I shall probably just parse the MS-style output in R / bash. Given that what I want out is quite simple, that will certainly be quicker and easier than learning eidos, and much cheaper than buying a mac.
Hi Ben,
My apologies for my aggressive tone, I'm simply frustrated by the learning curve.
I'm used to being able to look at any script and guess how to do things.
[I'm afraid that I was also unreasonably irked by your advice (to summarise my take-home) of "You grad students should learn to script, and you need to buy a mac"]
I really am immensely impressed with SLiM - it is spectacularly powerful & blazingly fast. There are a lot of things I'd like to do with it.
I've been trying to work out why I find the manual difficult to follow, and I think the following things are adding to my frustration:(1) It's long and dense and I don't want to have to read 380 pages of text and (admittedly great) recipes that are not useful to me until after I've exhausted all other possibilities. These things need to be there, but shouldn't be the starting point.
It would also be great if the recipes were commented line by line (with explanation) and the reference was spread out /bulleted (see next point).
(2) I don't want to read text unless I have to, I want to be able to see how to use something by example.
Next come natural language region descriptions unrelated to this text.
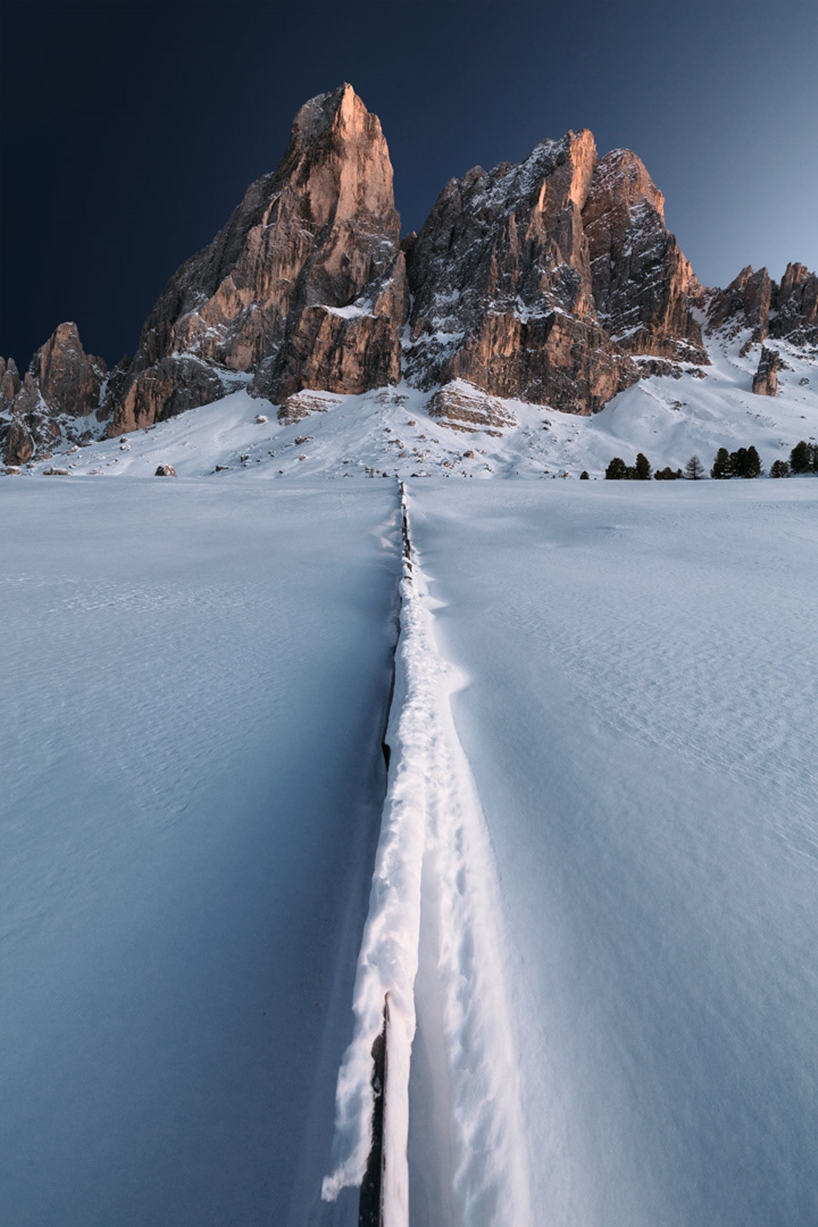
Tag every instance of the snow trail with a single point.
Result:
(434, 907)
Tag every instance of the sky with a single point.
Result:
(130, 130)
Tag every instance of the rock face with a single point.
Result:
(541, 280)
(304, 286)
(554, 281)
(461, 407)
(787, 311)
(765, 380)
(796, 307)
(69, 379)
(63, 383)
(643, 286)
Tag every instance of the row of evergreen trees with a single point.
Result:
(643, 471)
(742, 463)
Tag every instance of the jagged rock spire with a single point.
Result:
(304, 286)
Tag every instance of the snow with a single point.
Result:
(640, 709)
(433, 904)
(589, 891)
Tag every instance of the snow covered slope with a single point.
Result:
(390, 431)
(607, 768)
(640, 714)
(190, 723)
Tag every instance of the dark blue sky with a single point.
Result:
(130, 130)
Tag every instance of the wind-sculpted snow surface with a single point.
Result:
(640, 718)
(190, 719)
(433, 942)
I think it would be great to start the manual with a 1-page "for the impatient who can script", then followed by the reference, then followed by the recipes. Or even have two separate docs for the recipes and reference. (as for R references/ manuals / vignettes). I think a good layout would be for document to start with the reference (after a 'for the impatient' and one simple recipe) and have recipes as appendices or as a separate document (to aid finding the reference section by searching). Within each reference definition give 3 clear example use cases, flag up any common pitfalls, and hyperlink the recipes that use it and any related/alternative functions. Spread it all out and use bullets/lists, so that i don't have to read text. If the reference looked more like "man grep" or "?grep()" in R, so that I can skim over it for a case that looks like mine, rather than it being a dense paragraph of text I (have to locate by repeatedly searching and) then read carefully and dissect.
(3) The .pdf I'm using (am I wrong in this?) doesn't seem to have any hyperlink cross-referencing except from the contents, so I simply have to search up and down it to find examples. I'm used to having a man, -h, or ?table() for each function that includes some examples.
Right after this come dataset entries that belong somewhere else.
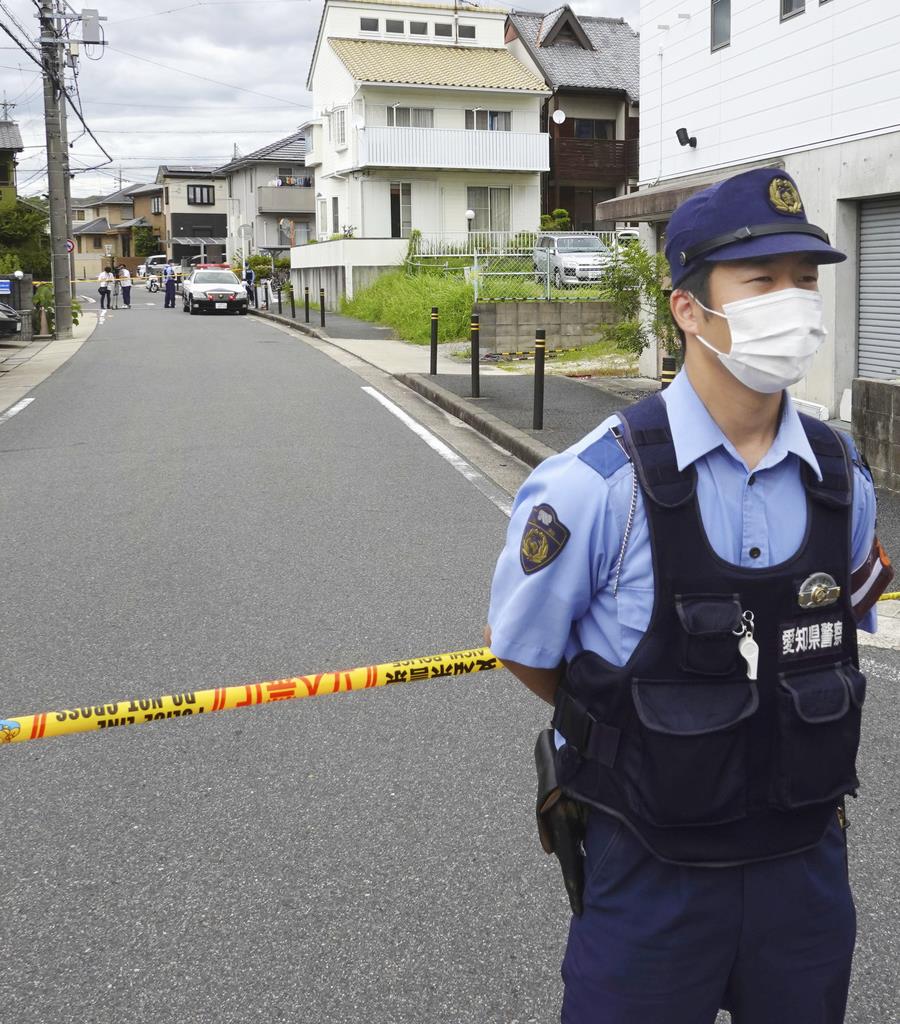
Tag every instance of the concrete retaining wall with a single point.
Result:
(509, 327)
(876, 428)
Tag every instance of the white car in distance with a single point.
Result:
(213, 291)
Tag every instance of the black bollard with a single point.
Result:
(433, 370)
(540, 352)
(474, 339)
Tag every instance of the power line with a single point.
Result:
(214, 81)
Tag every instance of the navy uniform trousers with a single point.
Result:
(659, 943)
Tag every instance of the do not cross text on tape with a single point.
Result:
(20, 728)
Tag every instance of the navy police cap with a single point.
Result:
(758, 213)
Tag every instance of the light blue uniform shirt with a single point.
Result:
(568, 605)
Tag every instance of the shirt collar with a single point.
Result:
(695, 433)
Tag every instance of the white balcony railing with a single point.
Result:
(455, 150)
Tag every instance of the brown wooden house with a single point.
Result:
(593, 67)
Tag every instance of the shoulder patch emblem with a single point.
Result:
(784, 197)
(543, 539)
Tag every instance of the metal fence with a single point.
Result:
(503, 266)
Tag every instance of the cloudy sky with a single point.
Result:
(182, 81)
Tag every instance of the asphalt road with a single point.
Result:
(193, 502)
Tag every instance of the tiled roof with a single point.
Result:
(9, 136)
(473, 9)
(421, 64)
(292, 148)
(613, 64)
(98, 226)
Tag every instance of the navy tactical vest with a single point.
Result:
(704, 764)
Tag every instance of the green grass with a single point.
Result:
(404, 302)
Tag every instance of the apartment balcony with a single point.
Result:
(285, 199)
(595, 160)
(444, 148)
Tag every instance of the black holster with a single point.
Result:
(561, 821)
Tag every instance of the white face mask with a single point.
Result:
(774, 337)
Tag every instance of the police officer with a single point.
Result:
(679, 585)
(169, 282)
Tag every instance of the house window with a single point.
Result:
(401, 209)
(201, 196)
(339, 127)
(721, 16)
(483, 120)
(593, 128)
(490, 207)
(410, 117)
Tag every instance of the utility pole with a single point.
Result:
(57, 164)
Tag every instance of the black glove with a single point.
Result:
(561, 822)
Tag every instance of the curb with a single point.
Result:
(516, 441)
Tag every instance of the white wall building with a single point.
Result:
(812, 86)
(422, 115)
(269, 194)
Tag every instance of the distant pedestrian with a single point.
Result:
(125, 281)
(105, 279)
(169, 280)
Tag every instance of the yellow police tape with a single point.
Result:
(22, 728)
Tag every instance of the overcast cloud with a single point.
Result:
(145, 115)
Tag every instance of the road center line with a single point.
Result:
(17, 408)
(460, 464)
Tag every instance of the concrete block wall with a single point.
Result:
(509, 327)
(876, 428)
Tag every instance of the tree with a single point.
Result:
(145, 243)
(24, 235)
(633, 285)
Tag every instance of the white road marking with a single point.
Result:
(458, 462)
(17, 408)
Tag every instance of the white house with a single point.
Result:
(422, 114)
(812, 86)
(269, 194)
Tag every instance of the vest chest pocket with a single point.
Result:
(685, 762)
(711, 624)
(819, 717)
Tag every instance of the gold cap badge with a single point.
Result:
(784, 197)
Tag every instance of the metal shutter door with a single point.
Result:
(880, 288)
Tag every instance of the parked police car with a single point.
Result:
(213, 290)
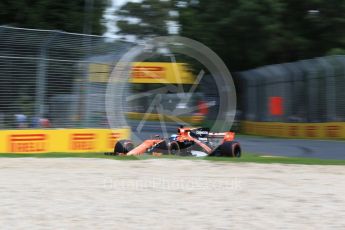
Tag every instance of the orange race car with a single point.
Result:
(187, 142)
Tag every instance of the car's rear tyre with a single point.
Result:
(122, 147)
(228, 149)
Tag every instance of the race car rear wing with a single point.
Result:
(227, 136)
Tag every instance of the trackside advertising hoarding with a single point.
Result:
(64, 140)
(328, 130)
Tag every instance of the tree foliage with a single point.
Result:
(66, 15)
(250, 33)
(247, 33)
(146, 18)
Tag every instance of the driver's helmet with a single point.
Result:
(173, 137)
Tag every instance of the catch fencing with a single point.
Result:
(44, 78)
(304, 91)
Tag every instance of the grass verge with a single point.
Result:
(247, 157)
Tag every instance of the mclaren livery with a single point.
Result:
(187, 142)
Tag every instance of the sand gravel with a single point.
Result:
(168, 194)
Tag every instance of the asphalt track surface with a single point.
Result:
(324, 149)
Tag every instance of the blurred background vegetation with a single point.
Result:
(245, 33)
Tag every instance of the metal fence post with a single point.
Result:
(41, 76)
(330, 89)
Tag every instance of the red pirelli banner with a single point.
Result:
(62, 140)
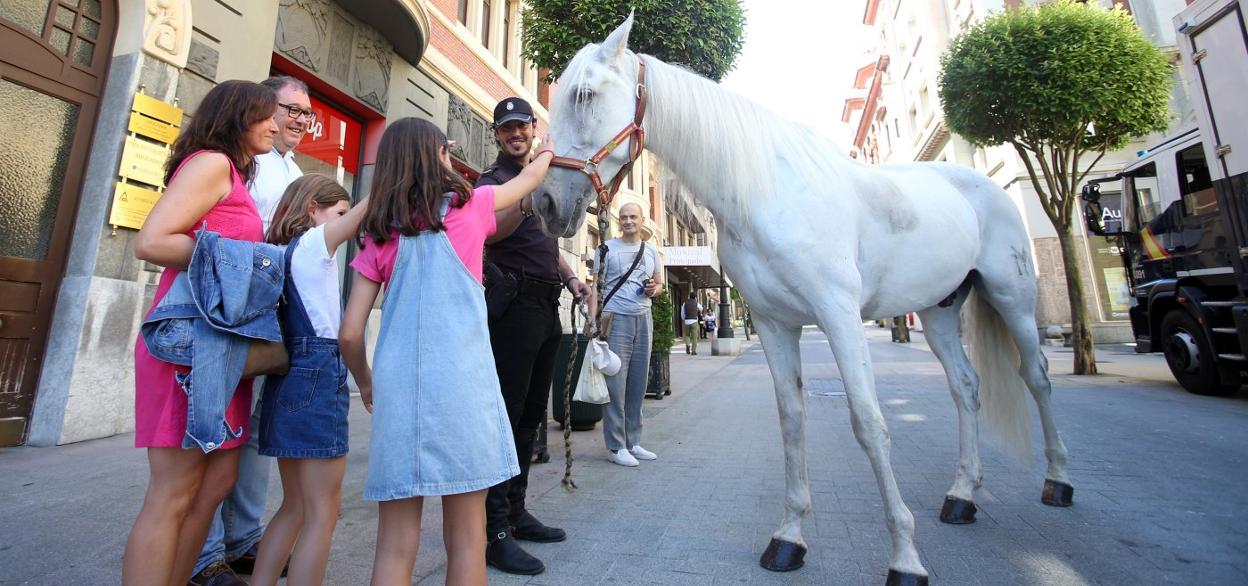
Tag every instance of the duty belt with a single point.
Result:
(542, 289)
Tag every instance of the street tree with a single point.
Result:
(1060, 82)
(703, 35)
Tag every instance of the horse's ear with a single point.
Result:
(613, 48)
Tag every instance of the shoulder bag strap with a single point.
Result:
(619, 283)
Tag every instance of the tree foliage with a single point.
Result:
(1057, 81)
(662, 312)
(703, 35)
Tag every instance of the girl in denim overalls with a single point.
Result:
(303, 414)
(439, 427)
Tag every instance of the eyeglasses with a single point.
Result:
(295, 112)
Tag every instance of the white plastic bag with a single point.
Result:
(592, 385)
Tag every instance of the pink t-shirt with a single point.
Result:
(467, 228)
(4) I can understand why you provide an Eidos reference separate from the SLiM reference for non-Slim users, but I think it would be better to put the content of the Eidos reference within the SLiM reference for SLiM users. My thought process had to run "How do I do this in SLiM? [search manual 1] -> Maybe I Can't -> How can I do this myself with Eidos? [Search Manual 2] -> perhaps I missed something obvious in SLiM? [search manual 1 again] - > no I didn't [search manual 2 again]
(6) The fact it is so R-like is both great, and frustrating. My failure to find size() was because I was looking for length(), and couldn't guess what it might be called if not length(). [size() puts me in mind of sizeof() ] . It would be helpful if anytime SLiM does something R-like but differs in the syntax or idiom there is a flag in the manual for the reader. Similarly for any really python-like aspects. (Rather like R manual/reference does for S). If Eidos looked very different I probably wouldn't have this problem.
(7) Ultimately I'm not about to buy (and learn to use) a mac for a single piece of software, however great that software is (and SLiM is great!).
An interactive interpreter for the linux command line (without any of the plotting or IDE-like properties) would solve most (all?) of my problems. Especially being able to interrogate the properties of an object without having the go back and read the manual. This would be akin to my continual use of str() in R.